Sin embargo es con Frank Lloyd Wright y su Unitarian Church (1947-1953) de Shorewood Hills (Wisconsin) donde la influencia resulta más palpable: geometría de traza triangular, cubierta a dos aguas que sube en diagonal, muros portantes formando un zócalo de piedra caliza, iluminación cenital,…
La lectura en profundidad de San Felipe Neri permite valorar el formidable conocimiento del depurado credo wrightiano, que ya atesora un novel Escario. Éste se siente fascinado por la tremenda capacidad integradora de tendencias (del protorracionalismo, pasando por corrientes neoplásticas holandesas al organicismo) que acumula el estadounidense (Zevi, Argan).
Uno de los principales postulados preconizados por Wright es la armonización de la construcción con el medio ambiente. Y el Oratorio se extiende sobre el terreno subrayando las líneas estructurales del lugar como forma de expresar su voluntad de conjunción con el ámbito vegetal exterior.
Incluso hoy, cuando el entorno se exhibe descontextualizado ante la irreverente desmesura volumétrica que emerge alrededor del parque Abelardo Sánchez, el santuario continúa desvelando esa aspiración por el diálogo con la naturaleza.
Como Wright, Escario rechaza a priori toda morfología y tipo histórico prefiriendo introducir modelos y respuestas basándose en la abstracción (Einfühlung). Próximo a los ejercicios vernáculos de Le Corbusier en los años 30, en su primer ensayo iniciático se vislumbra un cierto romanticismo por la artesanía y una obsesión por alcanzar las raíces domésticas de la arquitectura.

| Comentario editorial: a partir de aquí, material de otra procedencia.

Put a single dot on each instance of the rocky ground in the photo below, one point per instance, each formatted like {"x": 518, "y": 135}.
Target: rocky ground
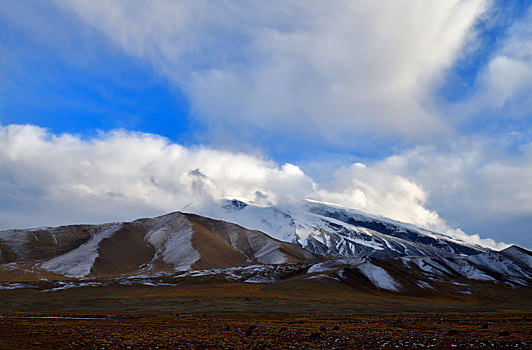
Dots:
{"x": 271, "y": 331}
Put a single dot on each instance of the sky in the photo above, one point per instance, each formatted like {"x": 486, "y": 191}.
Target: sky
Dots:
{"x": 417, "y": 110}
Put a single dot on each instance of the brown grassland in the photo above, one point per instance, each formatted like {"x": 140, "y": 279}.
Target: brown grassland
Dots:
{"x": 315, "y": 314}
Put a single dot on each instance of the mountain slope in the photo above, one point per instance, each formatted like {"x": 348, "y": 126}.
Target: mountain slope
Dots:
{"x": 172, "y": 242}
{"x": 329, "y": 230}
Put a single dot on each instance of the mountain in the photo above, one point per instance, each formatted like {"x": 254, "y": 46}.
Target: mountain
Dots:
{"x": 335, "y": 231}
{"x": 168, "y": 243}
{"x": 240, "y": 242}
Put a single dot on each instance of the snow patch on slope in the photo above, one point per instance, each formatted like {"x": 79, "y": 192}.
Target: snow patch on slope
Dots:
{"x": 270, "y": 254}
{"x": 519, "y": 254}
{"x": 78, "y": 262}
{"x": 379, "y": 277}
{"x": 172, "y": 239}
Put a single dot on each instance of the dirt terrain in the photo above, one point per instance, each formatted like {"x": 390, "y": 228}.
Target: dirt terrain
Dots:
{"x": 270, "y": 331}
{"x": 316, "y": 314}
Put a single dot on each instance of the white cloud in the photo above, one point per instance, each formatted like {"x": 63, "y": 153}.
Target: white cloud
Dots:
{"x": 48, "y": 179}
{"x": 337, "y": 71}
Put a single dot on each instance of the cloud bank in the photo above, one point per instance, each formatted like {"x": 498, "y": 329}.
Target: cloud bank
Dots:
{"x": 46, "y": 179}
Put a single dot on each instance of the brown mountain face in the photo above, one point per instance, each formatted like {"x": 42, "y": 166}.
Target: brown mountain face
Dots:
{"x": 167, "y": 243}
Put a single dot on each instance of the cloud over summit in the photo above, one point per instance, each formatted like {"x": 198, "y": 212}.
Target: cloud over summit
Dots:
{"x": 49, "y": 179}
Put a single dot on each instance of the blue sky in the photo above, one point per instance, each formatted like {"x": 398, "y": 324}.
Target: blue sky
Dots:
{"x": 417, "y": 110}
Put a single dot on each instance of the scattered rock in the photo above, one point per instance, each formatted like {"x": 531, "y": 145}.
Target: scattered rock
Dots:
{"x": 315, "y": 336}
{"x": 249, "y": 332}
{"x": 452, "y": 332}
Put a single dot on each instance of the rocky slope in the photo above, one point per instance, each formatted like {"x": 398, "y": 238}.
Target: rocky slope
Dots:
{"x": 310, "y": 242}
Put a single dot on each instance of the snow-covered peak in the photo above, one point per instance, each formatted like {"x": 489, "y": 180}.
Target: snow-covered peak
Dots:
{"x": 329, "y": 229}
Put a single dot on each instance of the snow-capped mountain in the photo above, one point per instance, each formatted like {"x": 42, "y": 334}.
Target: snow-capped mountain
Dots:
{"x": 168, "y": 243}
{"x": 238, "y": 241}
{"x": 329, "y": 230}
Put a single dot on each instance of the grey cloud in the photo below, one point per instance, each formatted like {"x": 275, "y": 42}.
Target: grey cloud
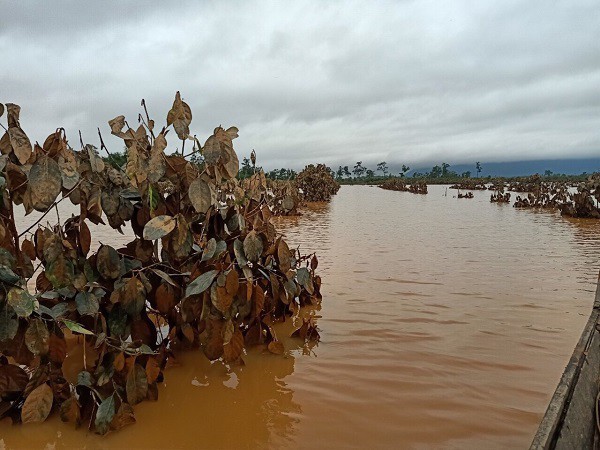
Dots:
{"x": 335, "y": 82}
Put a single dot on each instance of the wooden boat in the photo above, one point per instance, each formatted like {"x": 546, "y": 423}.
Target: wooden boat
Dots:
{"x": 571, "y": 420}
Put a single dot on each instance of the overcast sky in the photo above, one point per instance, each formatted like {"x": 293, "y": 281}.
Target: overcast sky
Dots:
{"x": 317, "y": 81}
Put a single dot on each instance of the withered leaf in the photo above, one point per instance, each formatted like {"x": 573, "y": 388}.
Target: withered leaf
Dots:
{"x": 159, "y": 227}
{"x": 276, "y": 347}
{"x": 37, "y": 337}
{"x": 123, "y": 417}
{"x": 9, "y": 323}
{"x": 137, "y": 385}
{"x": 232, "y": 350}
{"x": 108, "y": 262}
{"x": 253, "y": 246}
{"x": 20, "y": 144}
{"x": 180, "y": 116}
{"x": 87, "y": 303}
{"x": 134, "y": 297}
{"x": 213, "y": 349}
{"x": 105, "y": 414}
{"x": 70, "y": 411}
{"x": 21, "y": 301}
{"x": 165, "y": 298}
{"x": 152, "y": 370}
{"x": 57, "y": 348}
{"x": 13, "y": 379}
{"x": 38, "y": 404}
{"x": 202, "y": 195}
{"x": 201, "y": 283}
{"x": 45, "y": 183}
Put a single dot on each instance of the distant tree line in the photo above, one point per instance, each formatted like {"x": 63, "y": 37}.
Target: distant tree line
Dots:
{"x": 359, "y": 174}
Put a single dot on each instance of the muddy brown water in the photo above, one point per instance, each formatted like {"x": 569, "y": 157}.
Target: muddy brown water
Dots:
{"x": 445, "y": 323}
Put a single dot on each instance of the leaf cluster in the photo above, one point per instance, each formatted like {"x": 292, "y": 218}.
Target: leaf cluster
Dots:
{"x": 205, "y": 270}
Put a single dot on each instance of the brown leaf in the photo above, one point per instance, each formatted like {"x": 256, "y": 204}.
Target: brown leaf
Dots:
{"x": 202, "y": 195}
{"x": 258, "y": 300}
{"x": 213, "y": 349}
{"x": 37, "y": 337}
{"x": 253, "y": 246}
{"x": 13, "y": 379}
{"x": 232, "y": 351}
{"x": 159, "y": 227}
{"x": 108, "y": 262}
{"x": 166, "y": 298}
{"x": 283, "y": 256}
{"x": 276, "y": 347}
{"x": 70, "y": 411}
{"x": 119, "y": 362}
{"x": 28, "y": 248}
{"x": 45, "y": 183}
{"x": 123, "y": 417}
{"x": 20, "y": 144}
{"x": 152, "y": 370}
{"x": 38, "y": 404}
{"x": 180, "y": 116}
{"x": 136, "y": 385}
{"x": 85, "y": 237}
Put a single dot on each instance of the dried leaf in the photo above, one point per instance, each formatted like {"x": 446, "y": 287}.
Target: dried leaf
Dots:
{"x": 108, "y": 262}
{"x": 137, "y": 385}
{"x": 201, "y": 283}
{"x": 38, "y": 404}
{"x": 37, "y": 337}
{"x": 159, "y": 227}
{"x": 105, "y": 414}
{"x": 45, "y": 183}
{"x": 253, "y": 246}
{"x": 276, "y": 347}
{"x": 20, "y": 144}
{"x": 201, "y": 195}
{"x": 21, "y": 301}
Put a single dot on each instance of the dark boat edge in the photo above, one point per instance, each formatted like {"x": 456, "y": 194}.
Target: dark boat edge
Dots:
{"x": 570, "y": 419}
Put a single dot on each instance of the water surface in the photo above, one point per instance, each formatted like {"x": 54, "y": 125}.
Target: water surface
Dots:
{"x": 446, "y": 323}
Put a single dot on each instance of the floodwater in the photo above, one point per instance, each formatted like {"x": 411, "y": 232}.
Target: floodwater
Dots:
{"x": 445, "y": 323}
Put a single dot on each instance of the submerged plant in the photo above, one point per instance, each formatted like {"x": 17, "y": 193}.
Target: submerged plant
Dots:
{"x": 206, "y": 268}
{"x": 316, "y": 183}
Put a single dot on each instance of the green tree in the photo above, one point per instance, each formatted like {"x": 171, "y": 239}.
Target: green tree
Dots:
{"x": 445, "y": 169}
{"x": 358, "y": 169}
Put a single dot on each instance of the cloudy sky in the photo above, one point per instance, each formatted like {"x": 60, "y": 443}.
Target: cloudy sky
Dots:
{"x": 318, "y": 81}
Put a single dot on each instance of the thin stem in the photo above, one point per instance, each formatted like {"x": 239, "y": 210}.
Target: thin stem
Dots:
{"x": 47, "y": 211}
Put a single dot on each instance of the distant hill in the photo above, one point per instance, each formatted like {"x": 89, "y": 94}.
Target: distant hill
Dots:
{"x": 523, "y": 168}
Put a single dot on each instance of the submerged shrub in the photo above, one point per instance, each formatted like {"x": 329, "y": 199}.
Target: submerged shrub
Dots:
{"x": 206, "y": 269}
{"x": 316, "y": 183}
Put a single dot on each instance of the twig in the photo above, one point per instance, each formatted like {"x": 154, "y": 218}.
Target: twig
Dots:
{"x": 49, "y": 209}
{"x": 147, "y": 117}
{"x": 103, "y": 147}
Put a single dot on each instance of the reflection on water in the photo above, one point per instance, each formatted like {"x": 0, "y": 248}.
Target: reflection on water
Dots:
{"x": 445, "y": 323}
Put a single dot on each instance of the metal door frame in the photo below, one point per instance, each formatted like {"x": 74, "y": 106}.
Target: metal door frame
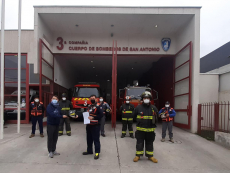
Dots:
{"x": 189, "y": 107}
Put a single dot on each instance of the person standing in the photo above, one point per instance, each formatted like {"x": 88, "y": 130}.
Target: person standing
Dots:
{"x": 167, "y": 114}
{"x": 66, "y": 106}
{"x": 53, "y": 120}
{"x": 127, "y": 111}
{"x": 37, "y": 110}
{"x": 146, "y": 115}
{"x": 93, "y": 129}
{"x": 106, "y": 109}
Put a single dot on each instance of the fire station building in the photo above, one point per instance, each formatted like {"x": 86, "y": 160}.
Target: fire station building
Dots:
{"x": 112, "y": 46}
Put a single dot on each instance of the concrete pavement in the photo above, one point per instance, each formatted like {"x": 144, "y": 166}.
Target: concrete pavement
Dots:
{"x": 190, "y": 153}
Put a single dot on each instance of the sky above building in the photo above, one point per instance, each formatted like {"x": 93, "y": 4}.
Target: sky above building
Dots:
{"x": 215, "y": 16}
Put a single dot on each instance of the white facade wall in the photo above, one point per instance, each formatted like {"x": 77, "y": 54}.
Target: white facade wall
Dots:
{"x": 224, "y": 93}
{"x": 209, "y": 87}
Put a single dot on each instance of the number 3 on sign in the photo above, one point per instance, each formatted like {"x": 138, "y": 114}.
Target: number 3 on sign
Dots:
{"x": 60, "y": 39}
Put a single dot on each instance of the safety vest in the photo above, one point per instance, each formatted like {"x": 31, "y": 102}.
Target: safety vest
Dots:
{"x": 146, "y": 118}
{"x": 92, "y": 109}
{"x": 36, "y": 110}
{"x": 127, "y": 111}
{"x": 165, "y": 111}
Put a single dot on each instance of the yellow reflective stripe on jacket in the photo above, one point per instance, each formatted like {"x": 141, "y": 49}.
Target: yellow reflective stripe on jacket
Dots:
{"x": 149, "y": 152}
{"x": 146, "y": 129}
{"x": 145, "y": 117}
{"x": 65, "y": 109}
{"x": 139, "y": 152}
{"x": 127, "y": 112}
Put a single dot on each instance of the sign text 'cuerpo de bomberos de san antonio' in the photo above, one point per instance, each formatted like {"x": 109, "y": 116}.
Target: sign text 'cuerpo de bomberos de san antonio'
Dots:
{"x": 84, "y": 46}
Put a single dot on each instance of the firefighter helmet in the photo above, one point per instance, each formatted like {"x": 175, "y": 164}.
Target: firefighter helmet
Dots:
{"x": 128, "y": 98}
{"x": 146, "y": 94}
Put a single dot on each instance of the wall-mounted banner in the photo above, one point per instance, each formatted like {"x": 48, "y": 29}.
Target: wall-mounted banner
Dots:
{"x": 165, "y": 43}
{"x": 82, "y": 45}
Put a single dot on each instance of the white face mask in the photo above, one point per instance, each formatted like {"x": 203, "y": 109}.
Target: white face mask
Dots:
{"x": 146, "y": 101}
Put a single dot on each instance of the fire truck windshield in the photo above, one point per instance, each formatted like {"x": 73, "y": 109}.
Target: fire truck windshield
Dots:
{"x": 135, "y": 93}
{"x": 86, "y": 92}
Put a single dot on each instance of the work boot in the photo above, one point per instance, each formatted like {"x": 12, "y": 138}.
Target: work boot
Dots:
{"x": 51, "y": 155}
{"x": 32, "y": 135}
{"x": 96, "y": 156}
{"x": 136, "y": 159}
{"x": 86, "y": 153}
{"x": 123, "y": 135}
{"x": 56, "y": 153}
{"x": 69, "y": 134}
{"x": 153, "y": 159}
{"x": 171, "y": 140}
{"x": 131, "y": 136}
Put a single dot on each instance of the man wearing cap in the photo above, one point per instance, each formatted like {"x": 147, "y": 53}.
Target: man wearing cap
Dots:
{"x": 167, "y": 113}
{"x": 66, "y": 106}
{"x": 37, "y": 110}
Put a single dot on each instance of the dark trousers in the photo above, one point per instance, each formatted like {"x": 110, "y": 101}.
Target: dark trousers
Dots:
{"x": 146, "y": 138}
{"x": 52, "y": 136}
{"x": 166, "y": 125}
{"x": 65, "y": 121}
{"x": 103, "y": 125}
{"x": 126, "y": 123}
{"x": 34, "y": 120}
{"x": 93, "y": 136}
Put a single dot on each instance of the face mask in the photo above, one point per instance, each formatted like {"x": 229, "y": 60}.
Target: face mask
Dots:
{"x": 146, "y": 101}
{"x": 54, "y": 101}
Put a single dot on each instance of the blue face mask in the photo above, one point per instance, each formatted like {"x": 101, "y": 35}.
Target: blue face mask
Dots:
{"x": 54, "y": 101}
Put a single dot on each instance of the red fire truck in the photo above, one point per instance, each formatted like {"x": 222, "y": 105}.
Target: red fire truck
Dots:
{"x": 135, "y": 93}
{"x": 81, "y": 94}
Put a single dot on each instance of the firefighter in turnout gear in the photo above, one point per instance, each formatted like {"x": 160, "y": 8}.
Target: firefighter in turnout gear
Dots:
{"x": 66, "y": 106}
{"x": 106, "y": 110}
{"x": 146, "y": 115}
{"x": 127, "y": 111}
{"x": 167, "y": 113}
{"x": 37, "y": 110}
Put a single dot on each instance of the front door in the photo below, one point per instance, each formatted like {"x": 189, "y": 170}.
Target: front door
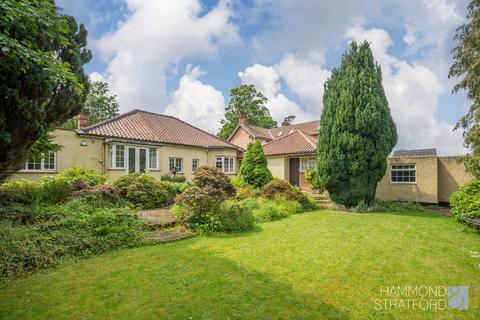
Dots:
{"x": 295, "y": 171}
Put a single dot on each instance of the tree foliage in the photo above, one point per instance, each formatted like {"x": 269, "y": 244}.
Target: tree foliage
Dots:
{"x": 254, "y": 169}
{"x": 100, "y": 105}
{"x": 288, "y": 120}
{"x": 466, "y": 66}
{"x": 247, "y": 100}
{"x": 357, "y": 131}
{"x": 42, "y": 82}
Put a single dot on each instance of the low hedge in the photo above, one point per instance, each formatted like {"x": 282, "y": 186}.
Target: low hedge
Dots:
{"x": 466, "y": 201}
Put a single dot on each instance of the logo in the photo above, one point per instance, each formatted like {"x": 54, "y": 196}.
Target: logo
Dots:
{"x": 458, "y": 297}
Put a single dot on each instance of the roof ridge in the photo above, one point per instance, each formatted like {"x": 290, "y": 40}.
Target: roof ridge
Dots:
{"x": 282, "y": 137}
{"x": 93, "y": 126}
{"x": 306, "y": 138}
{"x": 191, "y": 125}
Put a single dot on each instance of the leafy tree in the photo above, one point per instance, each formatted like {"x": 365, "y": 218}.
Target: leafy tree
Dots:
{"x": 356, "y": 129}
{"x": 254, "y": 170}
{"x": 42, "y": 82}
{"x": 466, "y": 66}
{"x": 288, "y": 120}
{"x": 100, "y": 105}
{"x": 247, "y": 100}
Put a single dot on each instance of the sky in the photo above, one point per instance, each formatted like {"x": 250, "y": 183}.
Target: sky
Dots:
{"x": 182, "y": 57}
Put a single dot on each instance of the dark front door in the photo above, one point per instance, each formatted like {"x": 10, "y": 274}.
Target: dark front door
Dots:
{"x": 294, "y": 171}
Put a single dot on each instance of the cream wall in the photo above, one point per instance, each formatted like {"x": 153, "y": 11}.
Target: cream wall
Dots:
{"x": 425, "y": 190}
{"x": 451, "y": 176}
{"x": 92, "y": 154}
{"x": 278, "y": 167}
{"x": 72, "y": 154}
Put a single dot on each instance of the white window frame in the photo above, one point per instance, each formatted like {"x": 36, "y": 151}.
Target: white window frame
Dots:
{"x": 42, "y": 164}
{"x": 231, "y": 168}
{"x": 305, "y": 164}
{"x": 113, "y": 157}
{"x": 149, "y": 151}
{"x": 198, "y": 164}
{"x": 405, "y": 168}
{"x": 175, "y": 159}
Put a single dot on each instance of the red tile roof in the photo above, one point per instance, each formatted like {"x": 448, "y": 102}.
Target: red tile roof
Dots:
{"x": 296, "y": 142}
{"x": 154, "y": 127}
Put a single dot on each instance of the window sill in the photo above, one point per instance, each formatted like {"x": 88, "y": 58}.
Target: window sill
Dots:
{"x": 37, "y": 171}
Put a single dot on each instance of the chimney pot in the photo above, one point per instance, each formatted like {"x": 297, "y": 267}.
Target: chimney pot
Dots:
{"x": 243, "y": 118}
{"x": 83, "y": 119}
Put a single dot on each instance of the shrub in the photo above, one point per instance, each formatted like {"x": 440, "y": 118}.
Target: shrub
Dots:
{"x": 245, "y": 192}
{"x": 466, "y": 201}
{"x": 195, "y": 202}
{"x": 88, "y": 175}
{"x": 144, "y": 190}
{"x": 313, "y": 180}
{"x": 254, "y": 169}
{"x": 28, "y": 248}
{"x": 54, "y": 190}
{"x": 235, "y": 216}
{"x": 277, "y": 188}
{"x": 213, "y": 178}
{"x": 170, "y": 178}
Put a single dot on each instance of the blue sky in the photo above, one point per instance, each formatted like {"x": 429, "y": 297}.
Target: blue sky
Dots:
{"x": 182, "y": 57}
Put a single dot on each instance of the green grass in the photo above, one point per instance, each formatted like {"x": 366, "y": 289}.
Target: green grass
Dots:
{"x": 319, "y": 265}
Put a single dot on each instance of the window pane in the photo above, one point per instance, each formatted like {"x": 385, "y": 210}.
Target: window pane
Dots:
{"x": 120, "y": 156}
{"x": 142, "y": 157}
{"x": 194, "y": 165}
{"x": 219, "y": 163}
{"x": 152, "y": 158}
{"x": 49, "y": 162}
{"x": 131, "y": 159}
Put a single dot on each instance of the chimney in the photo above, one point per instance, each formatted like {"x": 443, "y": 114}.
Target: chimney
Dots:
{"x": 243, "y": 118}
{"x": 83, "y": 118}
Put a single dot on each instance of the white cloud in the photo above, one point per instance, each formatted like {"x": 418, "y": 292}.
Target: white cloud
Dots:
{"x": 413, "y": 91}
{"x": 305, "y": 76}
{"x": 155, "y": 35}
{"x": 197, "y": 103}
{"x": 267, "y": 80}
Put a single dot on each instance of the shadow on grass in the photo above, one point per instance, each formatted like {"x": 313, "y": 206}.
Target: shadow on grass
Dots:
{"x": 163, "y": 284}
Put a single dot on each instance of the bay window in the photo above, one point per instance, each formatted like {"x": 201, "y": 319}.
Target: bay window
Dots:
{"x": 227, "y": 164}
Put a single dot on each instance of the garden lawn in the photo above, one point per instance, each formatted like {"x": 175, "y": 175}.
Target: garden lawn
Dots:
{"x": 318, "y": 265}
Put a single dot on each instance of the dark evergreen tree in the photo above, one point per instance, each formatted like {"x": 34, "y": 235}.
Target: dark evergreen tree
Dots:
{"x": 254, "y": 169}
{"x": 466, "y": 56}
{"x": 42, "y": 83}
{"x": 247, "y": 100}
{"x": 357, "y": 131}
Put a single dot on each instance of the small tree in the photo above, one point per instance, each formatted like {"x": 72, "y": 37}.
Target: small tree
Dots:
{"x": 42, "y": 80}
{"x": 247, "y": 100}
{"x": 357, "y": 131}
{"x": 101, "y": 105}
{"x": 254, "y": 170}
{"x": 466, "y": 67}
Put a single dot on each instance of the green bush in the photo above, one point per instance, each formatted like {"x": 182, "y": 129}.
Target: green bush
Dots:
{"x": 170, "y": 178}
{"x": 254, "y": 169}
{"x": 76, "y": 174}
{"x": 466, "y": 201}
{"x": 235, "y": 216}
{"x": 313, "y": 180}
{"x": 213, "y": 178}
{"x": 24, "y": 249}
{"x": 192, "y": 205}
{"x": 144, "y": 190}
{"x": 276, "y": 188}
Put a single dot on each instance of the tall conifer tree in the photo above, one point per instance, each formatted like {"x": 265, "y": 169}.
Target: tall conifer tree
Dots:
{"x": 357, "y": 131}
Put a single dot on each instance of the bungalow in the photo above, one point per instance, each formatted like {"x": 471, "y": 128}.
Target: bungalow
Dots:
{"x": 412, "y": 175}
{"x": 133, "y": 142}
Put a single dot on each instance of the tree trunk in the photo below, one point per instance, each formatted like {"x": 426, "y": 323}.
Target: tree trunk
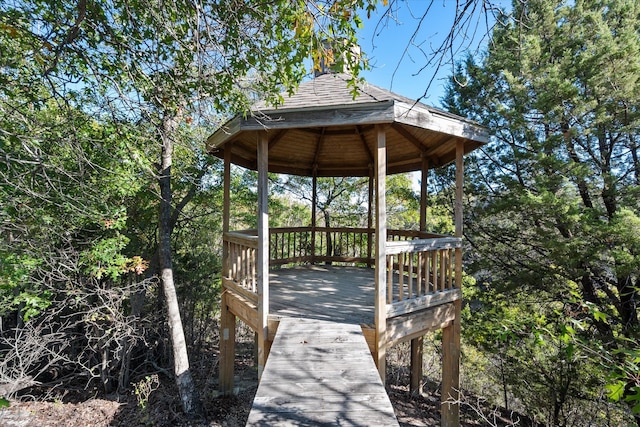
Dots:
{"x": 191, "y": 404}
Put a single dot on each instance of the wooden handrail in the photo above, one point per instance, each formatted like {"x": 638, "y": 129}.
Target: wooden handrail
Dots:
{"x": 420, "y": 266}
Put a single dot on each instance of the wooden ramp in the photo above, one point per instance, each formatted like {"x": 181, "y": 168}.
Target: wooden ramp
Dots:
{"x": 320, "y": 373}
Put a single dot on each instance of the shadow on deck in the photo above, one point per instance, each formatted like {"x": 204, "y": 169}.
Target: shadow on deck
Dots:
{"x": 320, "y": 373}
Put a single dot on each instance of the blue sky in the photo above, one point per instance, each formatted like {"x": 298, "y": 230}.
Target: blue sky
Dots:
{"x": 399, "y": 46}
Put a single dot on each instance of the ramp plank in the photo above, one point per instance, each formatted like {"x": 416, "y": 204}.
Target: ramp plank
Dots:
{"x": 320, "y": 373}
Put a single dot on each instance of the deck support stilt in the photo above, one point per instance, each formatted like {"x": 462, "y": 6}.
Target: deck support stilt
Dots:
{"x": 262, "y": 266}
{"x": 415, "y": 386}
{"x": 450, "y": 406}
{"x": 227, "y": 348}
{"x": 381, "y": 253}
{"x": 417, "y": 344}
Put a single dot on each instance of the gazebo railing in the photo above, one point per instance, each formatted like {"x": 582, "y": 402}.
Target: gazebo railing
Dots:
{"x": 420, "y": 266}
{"x": 240, "y": 269}
{"x": 421, "y": 273}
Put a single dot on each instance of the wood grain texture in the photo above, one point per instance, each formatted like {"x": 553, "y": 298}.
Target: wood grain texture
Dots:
{"x": 320, "y": 373}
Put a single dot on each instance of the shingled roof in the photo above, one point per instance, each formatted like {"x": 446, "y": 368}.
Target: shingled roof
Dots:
{"x": 323, "y": 129}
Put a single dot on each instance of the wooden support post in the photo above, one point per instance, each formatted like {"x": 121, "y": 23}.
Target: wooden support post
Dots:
{"x": 370, "y": 218}
{"x": 381, "y": 252}
{"x": 227, "y": 319}
{"x": 450, "y": 408}
{"x": 423, "y": 194}
{"x": 263, "y": 250}
{"x": 314, "y": 207}
{"x": 227, "y": 347}
{"x": 417, "y": 344}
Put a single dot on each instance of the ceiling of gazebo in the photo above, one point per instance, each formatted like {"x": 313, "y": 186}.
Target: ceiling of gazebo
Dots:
{"x": 323, "y": 128}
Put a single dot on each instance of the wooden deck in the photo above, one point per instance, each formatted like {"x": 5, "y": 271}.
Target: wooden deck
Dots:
{"x": 320, "y": 373}
{"x": 323, "y": 292}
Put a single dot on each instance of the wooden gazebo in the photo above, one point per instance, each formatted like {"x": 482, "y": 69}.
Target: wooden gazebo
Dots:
{"x": 412, "y": 283}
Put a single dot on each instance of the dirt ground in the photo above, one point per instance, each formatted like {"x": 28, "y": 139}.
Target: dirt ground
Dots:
{"x": 156, "y": 402}
{"x": 163, "y": 410}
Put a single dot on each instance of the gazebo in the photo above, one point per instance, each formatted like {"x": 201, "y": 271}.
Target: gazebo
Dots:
{"x": 396, "y": 284}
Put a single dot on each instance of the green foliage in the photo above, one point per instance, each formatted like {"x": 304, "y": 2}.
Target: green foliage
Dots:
{"x": 552, "y": 209}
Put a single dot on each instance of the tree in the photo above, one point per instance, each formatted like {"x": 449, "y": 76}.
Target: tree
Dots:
{"x": 164, "y": 67}
{"x": 554, "y": 209}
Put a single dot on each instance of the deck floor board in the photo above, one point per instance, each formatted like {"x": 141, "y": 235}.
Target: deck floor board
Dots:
{"x": 320, "y": 373}
{"x": 335, "y": 293}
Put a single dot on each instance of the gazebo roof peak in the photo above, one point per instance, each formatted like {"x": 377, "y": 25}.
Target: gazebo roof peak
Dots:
{"x": 323, "y": 129}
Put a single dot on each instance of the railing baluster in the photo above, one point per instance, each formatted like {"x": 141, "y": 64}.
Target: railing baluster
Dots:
{"x": 443, "y": 266}
{"x": 390, "y": 279}
{"x": 410, "y": 278}
{"x": 400, "y": 276}
{"x": 419, "y": 274}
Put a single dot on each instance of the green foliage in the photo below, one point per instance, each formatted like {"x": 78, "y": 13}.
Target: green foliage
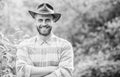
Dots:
{"x": 92, "y": 26}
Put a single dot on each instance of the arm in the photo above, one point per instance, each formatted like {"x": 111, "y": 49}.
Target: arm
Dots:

El programa no se ciñe exclusivamente a la erección de un templo ex nuovo, sino que incluye la remodelación del Colegio-Residencia de la Comunidad y la implantación de una amalgama de espacios (paraninfo, salas de conferencias, biblioteca…) destinados al apostolado juvenil y al ejercicio de actividades culturales.
La extensión del programa funcional refuerza la evocación a The Unitarian, aunque el repertorio compositivo y las semejanzas formales resultan más amplios. Así, el concepto totémico de cruz a modo de campanille de hormigón exento recuerda a Asplund en su Cementerio del Bosque y también al Convento, teologado e iglesia de San Pedro Mártir de los padres Dominicos en Alcobendas (1955-1959).
Incluido en el Docomomo Ibérico es una pieza clave de Fisac que Escario conoce y de la que toma algunos conceptos básicos: iluminación, torre-campanario como hito. Pero, el uso de la curva (presbiterio semicircular), el valor texturial de las superficies y sobre todo la levedad de la cubierta son corbuserianas.
Como en Ronchamp la techumbre se presenta como analogía del barco de la salvación judeo-cristiana (Noé, …) de modo que la envolvente asemeja un cascarón revestido de madera que flota sobre la nave y se distancia de los muros de mampostería laterales dejando entrever una fina rendija de luz.
A excepción de la imagen de la Virgen, esculpida por Vilacamps, Escario diseña tanto el mobiliario (bancos, …) como las piezas litúrgicas (confesionario, …) entre las que destaca el bloque cúbico del altar en piedra.
Ese diseño de la totalidad favorece la unidad conceptual del conjunto y con el paso del tiempo permite valorar mejor la evolución de Escario, acrecentando un lenguaje propio, aunque sin olvidar nunca el origen y la esencia de su formación moderna.